Every year childhood cancer steals 11.5 million future years of healthy life away from children, according to a World Health Organization study conducted in 2017. 

Childhood cancer doesn’t just rob children of their lives; it also robs them of their quality of life. Toxic but effective therapies make being a typical kid during treatment impossible, resulting in missed school days, activities and more time in the hospital. Down the line, these treatments can cause more devastating side effects like cardiac myopathy, resulting in premature heart failure and other chronic health issues.

And, the children with cancers that cannot be effectively treated—as high as 70% of children in low-to-middle income countries fall into this category—lose their lives altogether. 

Still, childhood cancer is relatively rare around the world, as compared to adult cancers. While this does not make research less critical, it does present research challenges. Recruiting and filling clinical trials is hard when there is a small population of kids who could be eligible.  And, as oncology treatment and research continues its laser focus on precision medicine, finding viable samples to use in pre-trial studies can be difficult and creates a financial strain on pediatric oncology research labs that are already underfunded—especially as compared to adult oncology labs. 

But, in Lubbock, Texas at the Texas Tech University Health Sciences Center, one  researcher funded by Alex’s Lemonade Stand Foundation (ALSF) is leading the charge to ensure researchers around the world have access to a secret weapon that can accelerate their research: tumor models and cell lines. 

“You can’t get this anywhere else.” 

Dr. Patrick Reynolds has spent decades studying cell lines and cancer tissue. In 2014, Dr. Reynolds received a grant from ALSF to maintain and expand The Childhood Cancer Cell Repository. Since that time, and with additional support from the Children’s Oncology Group (COG), the Cancer Prevention & Research Institute of Texas, National Cancer Institute and the Department of Defense, the Repository has generated and banked 640 continuous patient-derived cell lines (tumor cells growing in test tubes) and 124 patient-derived xenografts (PDXs) which are tumors grown directly in specialized mice. 

Dr. Reynolds sees the repository as a highly collaborative, living resource. Beyond the cell lines and PDXs, the Repository offers genomic data, a space to share information and constant collaboration.

Everything is available to any researcher who asks, free of charge. 

“Because of ALSF support and how we’ve chosen to run the Repository, we don’t have to worry about charging people for anything,” said Dr. Reynolds. “You can’t get this anywhere else.”

Researchers from over 600 labs in 30 countries have come to the Repository for support for their research and received it. When they ask Dr. Reynolds for sequencing data, if he has it, he will pull it and share it. The data sharing works both ways, with teams who use models and cell lines in their work sharing data and study results with the Repository. 

For researchers around the world, this collaboration can accelerate the pace of their discovery and help them avoid duplicating testing that has already been done. 

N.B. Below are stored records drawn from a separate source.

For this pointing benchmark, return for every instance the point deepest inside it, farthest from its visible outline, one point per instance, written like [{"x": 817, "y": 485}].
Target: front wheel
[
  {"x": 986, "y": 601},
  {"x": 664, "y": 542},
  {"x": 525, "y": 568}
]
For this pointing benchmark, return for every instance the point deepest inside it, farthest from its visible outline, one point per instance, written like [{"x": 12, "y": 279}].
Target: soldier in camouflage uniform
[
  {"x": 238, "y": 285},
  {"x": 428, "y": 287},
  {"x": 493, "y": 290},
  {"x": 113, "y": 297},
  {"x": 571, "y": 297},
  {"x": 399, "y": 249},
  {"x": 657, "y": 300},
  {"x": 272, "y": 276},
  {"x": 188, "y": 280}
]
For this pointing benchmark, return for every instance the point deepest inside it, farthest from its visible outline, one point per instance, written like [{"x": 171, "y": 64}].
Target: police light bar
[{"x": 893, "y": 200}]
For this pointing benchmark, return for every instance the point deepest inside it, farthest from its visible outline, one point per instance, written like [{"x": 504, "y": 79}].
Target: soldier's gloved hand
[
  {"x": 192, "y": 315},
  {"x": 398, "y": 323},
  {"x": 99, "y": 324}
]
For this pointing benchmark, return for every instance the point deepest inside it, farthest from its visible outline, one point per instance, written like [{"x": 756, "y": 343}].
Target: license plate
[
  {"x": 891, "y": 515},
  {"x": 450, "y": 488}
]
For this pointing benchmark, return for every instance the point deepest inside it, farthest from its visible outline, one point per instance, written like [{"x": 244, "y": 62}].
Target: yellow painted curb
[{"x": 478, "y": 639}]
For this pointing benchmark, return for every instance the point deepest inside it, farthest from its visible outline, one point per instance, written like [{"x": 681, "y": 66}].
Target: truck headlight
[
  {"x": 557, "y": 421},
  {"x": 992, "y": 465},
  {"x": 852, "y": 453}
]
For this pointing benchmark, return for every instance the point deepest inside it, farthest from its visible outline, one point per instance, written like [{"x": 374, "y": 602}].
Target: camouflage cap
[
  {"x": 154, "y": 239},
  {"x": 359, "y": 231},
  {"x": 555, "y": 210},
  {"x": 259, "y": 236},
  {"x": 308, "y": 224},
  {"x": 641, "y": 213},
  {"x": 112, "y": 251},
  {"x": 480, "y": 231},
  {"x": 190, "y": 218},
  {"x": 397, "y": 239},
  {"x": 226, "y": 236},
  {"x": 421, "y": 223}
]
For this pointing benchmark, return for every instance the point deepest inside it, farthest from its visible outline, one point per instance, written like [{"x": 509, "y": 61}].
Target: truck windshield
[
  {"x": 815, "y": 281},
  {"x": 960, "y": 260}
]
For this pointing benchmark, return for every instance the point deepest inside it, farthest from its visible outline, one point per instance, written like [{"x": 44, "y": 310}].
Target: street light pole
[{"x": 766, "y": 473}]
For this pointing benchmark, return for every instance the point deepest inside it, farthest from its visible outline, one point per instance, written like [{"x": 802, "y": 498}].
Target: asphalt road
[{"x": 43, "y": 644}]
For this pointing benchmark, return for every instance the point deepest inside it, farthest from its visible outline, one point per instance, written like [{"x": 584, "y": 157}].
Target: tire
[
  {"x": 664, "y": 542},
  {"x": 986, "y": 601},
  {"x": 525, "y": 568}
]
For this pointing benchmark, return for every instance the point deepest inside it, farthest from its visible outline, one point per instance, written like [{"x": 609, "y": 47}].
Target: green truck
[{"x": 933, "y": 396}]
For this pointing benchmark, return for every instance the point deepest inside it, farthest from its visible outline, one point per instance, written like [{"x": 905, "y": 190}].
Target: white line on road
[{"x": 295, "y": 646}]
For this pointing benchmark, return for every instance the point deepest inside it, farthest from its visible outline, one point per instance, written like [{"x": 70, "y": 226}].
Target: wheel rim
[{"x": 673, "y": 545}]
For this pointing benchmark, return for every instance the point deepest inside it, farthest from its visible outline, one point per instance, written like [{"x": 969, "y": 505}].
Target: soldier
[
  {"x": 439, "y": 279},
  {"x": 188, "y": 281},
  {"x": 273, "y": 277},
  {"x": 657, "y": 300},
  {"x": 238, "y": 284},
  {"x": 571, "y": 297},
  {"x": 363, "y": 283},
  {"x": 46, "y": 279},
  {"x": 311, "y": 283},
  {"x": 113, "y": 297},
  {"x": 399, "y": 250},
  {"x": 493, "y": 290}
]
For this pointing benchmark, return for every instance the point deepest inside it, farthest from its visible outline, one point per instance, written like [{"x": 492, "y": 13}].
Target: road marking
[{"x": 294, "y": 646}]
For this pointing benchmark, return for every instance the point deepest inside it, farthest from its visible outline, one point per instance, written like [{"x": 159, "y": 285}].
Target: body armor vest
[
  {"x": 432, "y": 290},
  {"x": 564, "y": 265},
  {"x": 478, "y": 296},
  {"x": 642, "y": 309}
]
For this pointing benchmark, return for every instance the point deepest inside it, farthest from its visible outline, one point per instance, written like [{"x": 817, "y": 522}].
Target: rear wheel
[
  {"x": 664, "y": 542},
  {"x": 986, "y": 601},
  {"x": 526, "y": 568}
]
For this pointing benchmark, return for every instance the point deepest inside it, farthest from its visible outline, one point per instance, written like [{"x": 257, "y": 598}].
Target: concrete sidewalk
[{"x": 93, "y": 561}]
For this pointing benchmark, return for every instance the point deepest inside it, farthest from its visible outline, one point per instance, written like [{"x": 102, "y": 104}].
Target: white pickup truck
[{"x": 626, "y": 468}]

“Everyone at the Repository is absolutely committed to making childhood cancer research better”

“The important thing about the Repository, there are other repositories but they are more cumbersome to access and more expensive and less collaborative,” said Dr. Reynolds. “When a researcher contacts us, our response is always ‘How can we help you get it? Tell me what you need?’” 

In addition to the financial support of ALSF and other funders, what makes all collaboration and research happen is the tumor and tissue donations from families facing childhood cancer.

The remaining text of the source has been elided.